Wednesday, May 2, 2012
Day 255: Items of Note
Last night I wore the hot new outfit to zumba class: a clingy black top in sort of stretchy lacey fabric, long black Spandexy pants, and my hot-pink sports bra. Everything was well-cut and fit nicely, and I had impressive and well-supported cleavage.
I felt naked.
For me, "sexy" has always been about cleavage and whatever I do with my face and hair; I really feel like I've got nothing else. To present the entirety of my body like this . . . yowza. I could barely get my jacket off.
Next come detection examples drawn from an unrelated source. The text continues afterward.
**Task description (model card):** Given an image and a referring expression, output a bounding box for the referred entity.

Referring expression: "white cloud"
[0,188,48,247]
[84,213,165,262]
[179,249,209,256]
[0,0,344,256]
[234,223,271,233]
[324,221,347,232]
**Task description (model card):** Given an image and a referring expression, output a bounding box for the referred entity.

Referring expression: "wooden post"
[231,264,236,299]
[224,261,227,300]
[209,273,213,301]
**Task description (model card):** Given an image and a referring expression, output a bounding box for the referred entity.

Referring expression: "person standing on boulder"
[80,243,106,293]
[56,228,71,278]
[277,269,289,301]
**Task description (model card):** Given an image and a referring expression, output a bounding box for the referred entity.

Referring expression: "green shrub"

Someone said, "You look like you've been out in the sun, you're all pink," and I said, "I'm blushing" — all over!
The class, though, couldn't have been nicer. They actually applauded me! The Italian Spitfire gave me a wolf whistle! A woman I know only slightly came over and said, "I noticed when you came in, before you even got your jacket off, how toned you're looking." The woman who always stands behind me gave me a hug. It was really, really sweet.
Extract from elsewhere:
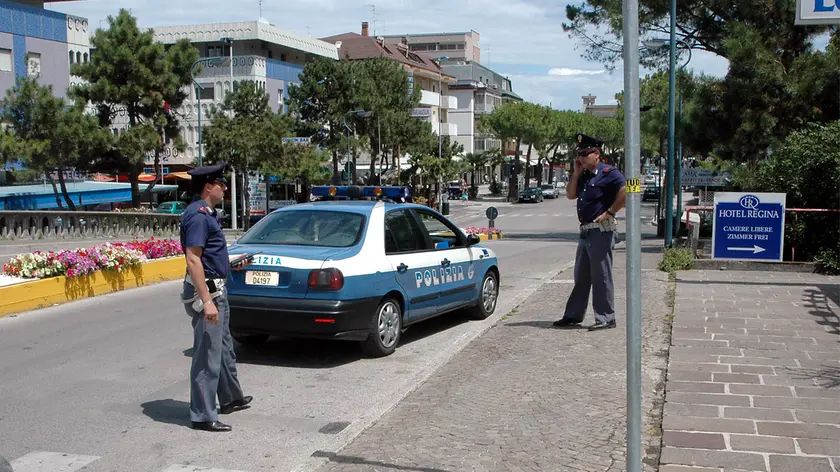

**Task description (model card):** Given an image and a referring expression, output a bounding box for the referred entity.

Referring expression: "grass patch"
[659,247,694,273]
I think I will wear "the outfit" every time I lose another five pounds. That will be a nice way to celebrate and announce. But I don't see myself wearing this every week!
My Brilliant Career
Today I printed and mailed my application for the Children's Writer-In-Residence Program. Fingers crossed! All I can do now is hope (and try not to think about it, really).
As I was printing, which took a while, I got a work request from one of my favorite clients, someone I haven't heard from in a while, to do a job that sounds awesomely fun. Good omen, you think? I will take it as such.
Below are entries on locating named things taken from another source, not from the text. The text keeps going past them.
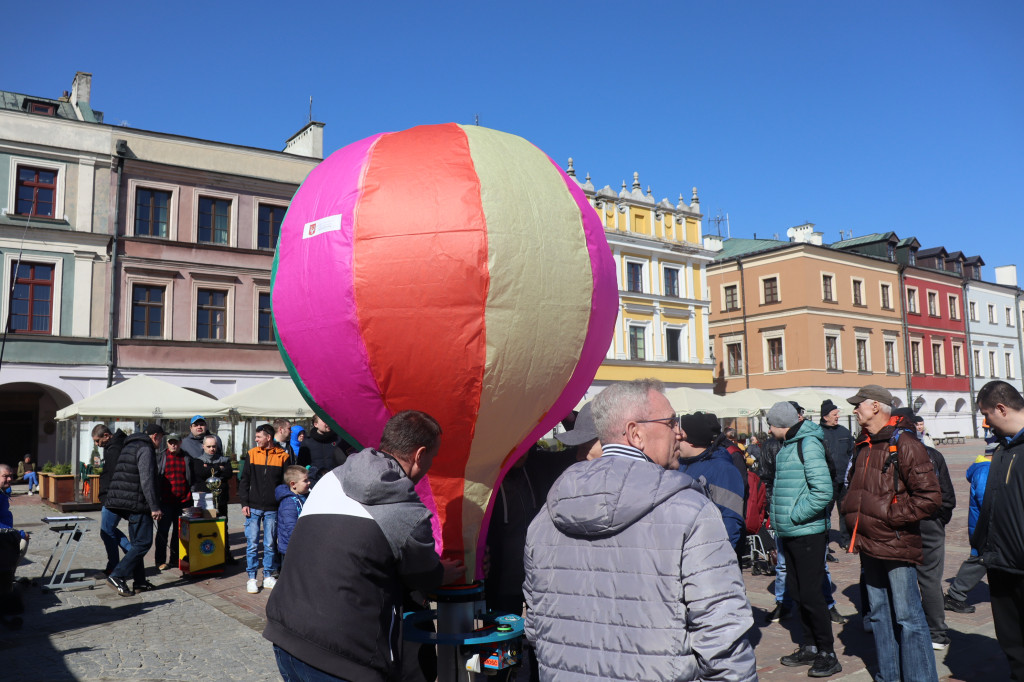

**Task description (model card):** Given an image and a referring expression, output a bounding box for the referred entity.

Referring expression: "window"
[196,289,227,341]
[199,197,231,245]
[10,263,54,334]
[821,274,836,303]
[630,325,647,359]
[135,187,171,239]
[626,263,643,293]
[853,280,864,305]
[725,343,743,377]
[906,287,918,313]
[256,204,288,249]
[725,285,739,310]
[825,336,839,371]
[768,338,785,372]
[665,267,679,298]
[14,166,57,218]
[665,329,681,363]
[131,285,164,339]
I went to my favorite Thai place for lunch to celebrate, and I was determined to pig out and drink lots of wine. First I had a very interesting salad, comprising lettuce, tomato, rice noodles, shrimp, snap peas, shredded carrots, and a sweet-spicy dressing — yum! And then I tucked into a gorgeous plate of Pad Thai . . . and was full after 10 bites. And I did have wine, but stopped at two glasses (back in the day, I could put away four, no problem. Not that that was usual, but for a celebration lunch? No problem). It was interesting to see how my stomach has shrunk, or whatever. I went to Starbuck's right after for a coffee and thought of getting a sweetie . . . but I just didn't want one. So that in itself was a kind of celebration.
Darling Barry, Missing the Mark
My new Manilow CDs have arrived and I've been enjoying a musical orgy! But I have to say, I am very disappointed in his rendition of "You've Lost that Loving Feeling" — he's way too upbeat and chipper. This is a heartbreaking song! Whenever I hear it, I'm instantly transported to the horrible weekend when it looked like my best male friend and I (I'll name no names) couldn't be friends any more. (He is more likely to describe it as "That Weekend You Were Such a B**ch.") That sang came up in my CD rotation, and I played it over and over and over again as I drove home (he lived a couple hours away at that time), weeping, weeping, weeping.
Barry's peppy little ditty is just all kinds of wrong. But so far, that's the only song I haven't loved.
Oh, and my best male friend and I have since made up and are total besties again. But I'll still name no names. ☺
I Think There Was One More Thing, But I'm Blanking
I'll add it later if it comes to me. Right now, I've got to get dinner on the table and decide whether I'm going to zumba tonight. (I am SO tempted to blow it off and stay home and drink wine and watch TV and take a bath and wallow. But I'll probably go.)